To formally test for heteroscedasticity, we can perform a Breusch-Pagan test:

The Breusch-Pagan test uses the following null and alternative hypotheses: Null Hypothesis (H0): Homoscedasticity is present (the residuals are distributed with equal variance)

#perform Breusch-Pagan test
bptest(Model1)
## 
##  studentized Breusch-Pagan test
## 
## data:  Model1
## BP = 44.84, df = 1, p-value = 2.138e-11

Since the p-value from the test is less than 0.05 we will reject the null hypothesis and conclude that heteroscedasticity is a problem in this model.

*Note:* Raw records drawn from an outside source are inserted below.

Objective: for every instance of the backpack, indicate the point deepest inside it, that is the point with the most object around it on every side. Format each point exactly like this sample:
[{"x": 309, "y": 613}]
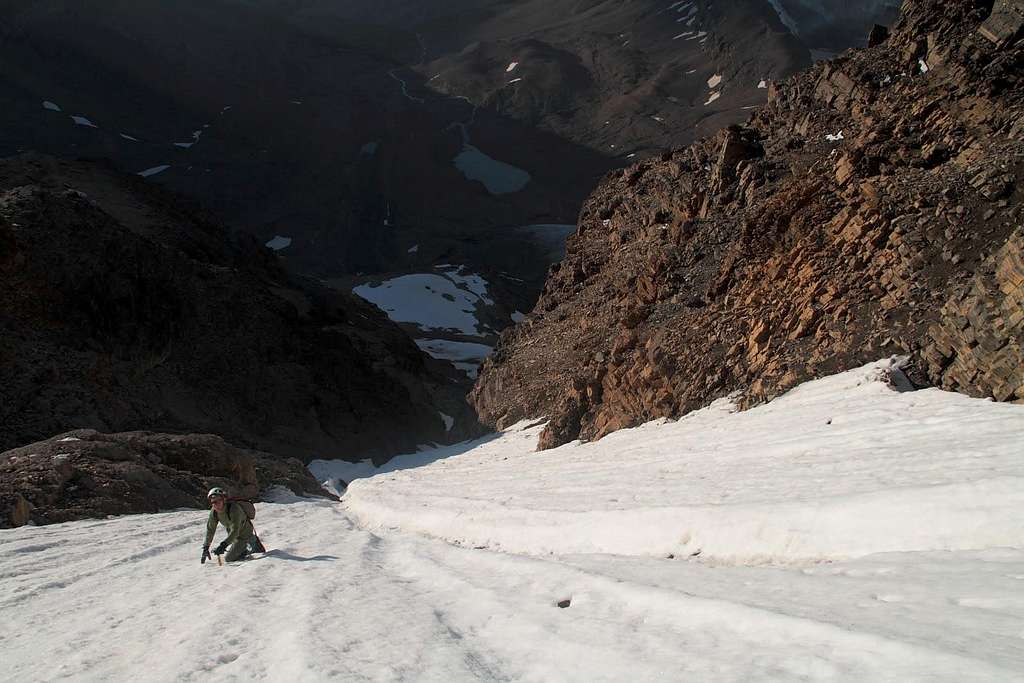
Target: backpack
[{"x": 247, "y": 506}]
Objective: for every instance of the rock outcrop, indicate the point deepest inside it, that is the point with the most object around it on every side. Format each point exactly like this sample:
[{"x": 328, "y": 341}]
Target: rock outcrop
[
  {"x": 85, "y": 474},
  {"x": 871, "y": 208},
  {"x": 122, "y": 308}
]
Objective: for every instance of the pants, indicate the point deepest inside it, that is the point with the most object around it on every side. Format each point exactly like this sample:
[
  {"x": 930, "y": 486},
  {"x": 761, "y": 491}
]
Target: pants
[{"x": 238, "y": 549}]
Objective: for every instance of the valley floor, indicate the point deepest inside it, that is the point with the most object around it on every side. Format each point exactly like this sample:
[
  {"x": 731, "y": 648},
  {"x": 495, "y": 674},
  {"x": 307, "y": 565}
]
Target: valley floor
[{"x": 401, "y": 580}]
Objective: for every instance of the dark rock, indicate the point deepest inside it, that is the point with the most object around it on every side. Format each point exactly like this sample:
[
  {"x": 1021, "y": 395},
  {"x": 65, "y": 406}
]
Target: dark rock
[
  {"x": 879, "y": 35},
  {"x": 123, "y": 308},
  {"x": 840, "y": 244},
  {"x": 84, "y": 473}
]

Perform Weighted Least Squares Regression

Since heteroscedasticity is present, we will perform weighted least squares by defining the weights in such a way that the observations with lower variance are given more weight:

#define weights to use
wt <- 1 / lm(abs(Model1$residuals) ~ Model1$fitted.values)$fitted.values^2

#perform weighted least squares regression
wls_model <- lm(tot_expenses ~tot_income, data = HH_data, weights=wt)
method Residual_standard_erro Adjusted_R_squared
Original model 1996.369175 0.3474183
Remove Outliers Using Boxplot 694.094265 0.6696293
Remove Outliers Using Z-score Method 741.236030 0.6426958
Quantile based flooring and capping 617.403348 0.7195258
Robust Regression 489.696636 NA
Weighted Least Squares Regression 2.255465 0.3601616

The weighted least squares model has a residual standard error of 2.255465 compared to 1996.369175 in the original simple linear regression model.

This indicates that the predicted values produced by the weighted least squares model are much closer to the actual observations compared to the predicted values produced by the simple linear regression model.